See more development practices in this other article.

Extended architecture

The full architecture includes distributed storage using data lake technology and the Delta Lake protocol which is an intermediate layer between Spark and storage to add services like ACID transaction and metadata about the object in the data lake. Spark job uses the Delta Lake to read and write data.

Delta Lake

Delta Lake is an open-source storage layer that is designed to bring reliability and scalability to big data processing. It provides ACID transactional capabilities to data lakes.

  1. Reliability: Delta Lake ensures data integrity and reliability by providing ACID transactions, which means that multiple concurrent readers and writers can access the data without conflicts or inconsistencies. It also offers schema enforcement to prevent data corruption.

  2. Scalability: Delta Lake leverages the distributed processing power of Apache Spark to handle large-scale data processing. It supports parallel processing, enabling efficient execution of queries on massive datasets.

  3. Data versioning: Delta Lake maintains a full history of all changes made to the data, allowing you to track and query data at any point in time. This feature is particularly useful for auditing and compliance purposes.

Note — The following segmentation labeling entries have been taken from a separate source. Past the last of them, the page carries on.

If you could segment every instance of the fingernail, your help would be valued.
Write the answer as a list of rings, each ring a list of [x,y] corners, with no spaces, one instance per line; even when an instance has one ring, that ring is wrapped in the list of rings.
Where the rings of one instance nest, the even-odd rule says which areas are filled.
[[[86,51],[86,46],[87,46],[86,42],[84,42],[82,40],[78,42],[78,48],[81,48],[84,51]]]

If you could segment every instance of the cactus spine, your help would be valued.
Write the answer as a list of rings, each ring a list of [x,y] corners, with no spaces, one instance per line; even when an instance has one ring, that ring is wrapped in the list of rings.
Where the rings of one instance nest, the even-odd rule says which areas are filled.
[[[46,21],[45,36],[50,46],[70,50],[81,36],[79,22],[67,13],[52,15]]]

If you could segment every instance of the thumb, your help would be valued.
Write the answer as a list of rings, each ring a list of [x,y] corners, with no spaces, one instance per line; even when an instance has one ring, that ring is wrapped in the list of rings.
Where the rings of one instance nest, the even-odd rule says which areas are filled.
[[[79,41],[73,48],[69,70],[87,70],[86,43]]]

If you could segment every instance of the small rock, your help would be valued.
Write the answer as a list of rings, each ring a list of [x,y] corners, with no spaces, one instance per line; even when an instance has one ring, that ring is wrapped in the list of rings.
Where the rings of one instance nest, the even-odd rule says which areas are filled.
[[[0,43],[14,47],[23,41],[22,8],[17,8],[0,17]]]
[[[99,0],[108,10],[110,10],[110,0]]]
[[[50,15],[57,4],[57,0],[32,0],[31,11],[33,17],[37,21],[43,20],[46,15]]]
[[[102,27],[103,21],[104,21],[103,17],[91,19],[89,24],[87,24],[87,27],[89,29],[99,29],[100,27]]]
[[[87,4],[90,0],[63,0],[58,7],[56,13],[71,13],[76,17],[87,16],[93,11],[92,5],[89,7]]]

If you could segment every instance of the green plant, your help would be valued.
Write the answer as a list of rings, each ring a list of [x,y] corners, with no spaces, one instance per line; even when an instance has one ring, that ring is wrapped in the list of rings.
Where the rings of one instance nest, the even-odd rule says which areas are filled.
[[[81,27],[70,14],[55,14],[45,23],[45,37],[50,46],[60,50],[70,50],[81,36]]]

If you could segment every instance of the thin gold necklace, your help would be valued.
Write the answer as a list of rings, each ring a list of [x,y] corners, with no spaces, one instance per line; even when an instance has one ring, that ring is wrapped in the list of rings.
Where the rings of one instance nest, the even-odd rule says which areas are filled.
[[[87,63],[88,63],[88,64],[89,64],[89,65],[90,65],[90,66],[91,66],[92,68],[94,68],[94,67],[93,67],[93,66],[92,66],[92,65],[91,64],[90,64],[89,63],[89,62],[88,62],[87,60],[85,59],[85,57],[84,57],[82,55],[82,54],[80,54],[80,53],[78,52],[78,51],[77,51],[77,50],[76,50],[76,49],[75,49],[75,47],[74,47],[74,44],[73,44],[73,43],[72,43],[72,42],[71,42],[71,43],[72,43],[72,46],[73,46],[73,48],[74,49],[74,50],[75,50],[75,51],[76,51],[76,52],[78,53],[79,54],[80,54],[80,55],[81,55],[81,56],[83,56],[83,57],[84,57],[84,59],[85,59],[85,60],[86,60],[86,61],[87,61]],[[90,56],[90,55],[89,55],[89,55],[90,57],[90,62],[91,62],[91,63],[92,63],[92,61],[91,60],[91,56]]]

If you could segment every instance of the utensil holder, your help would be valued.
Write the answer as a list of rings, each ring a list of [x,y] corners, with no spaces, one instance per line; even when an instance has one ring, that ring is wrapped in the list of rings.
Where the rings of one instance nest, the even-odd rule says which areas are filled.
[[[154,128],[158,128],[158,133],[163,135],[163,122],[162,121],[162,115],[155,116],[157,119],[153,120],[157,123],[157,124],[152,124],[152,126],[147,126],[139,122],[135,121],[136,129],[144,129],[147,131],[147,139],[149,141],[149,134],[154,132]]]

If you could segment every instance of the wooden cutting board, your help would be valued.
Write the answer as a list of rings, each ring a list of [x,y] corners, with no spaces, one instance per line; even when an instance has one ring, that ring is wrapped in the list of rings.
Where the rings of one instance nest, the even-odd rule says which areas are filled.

  4. Time travel: Delta Lake enables you to query data as it existed at a specific point in time, making it easy to revert to previous versions or analyze data changes over time. It provides a simple syntax to perform time travel queries without the need for complex data restoration processes.

  5. Schema evolution: Delta Lake allows you to evolve the schema of your data over time, providing flexibility when dealing with changing data structures. It supports schema validation and evolution, ensuring data consistency and compatibility.

  6. Optimized performance: Delta Lake optimizes data storage and processing by using a combination of file-level and data-level optimizations. It employs techniques like file compaction, data skipping, and predicate pushdown to improve query performance and reduce storage costs.

Considerations

  • Spark executors are not really cattle as they are keeping data partitions. So from a pure Spark architecture, a kubernetes deployment, may look like an anti-pattern. RDD should help to compensate for pod failure.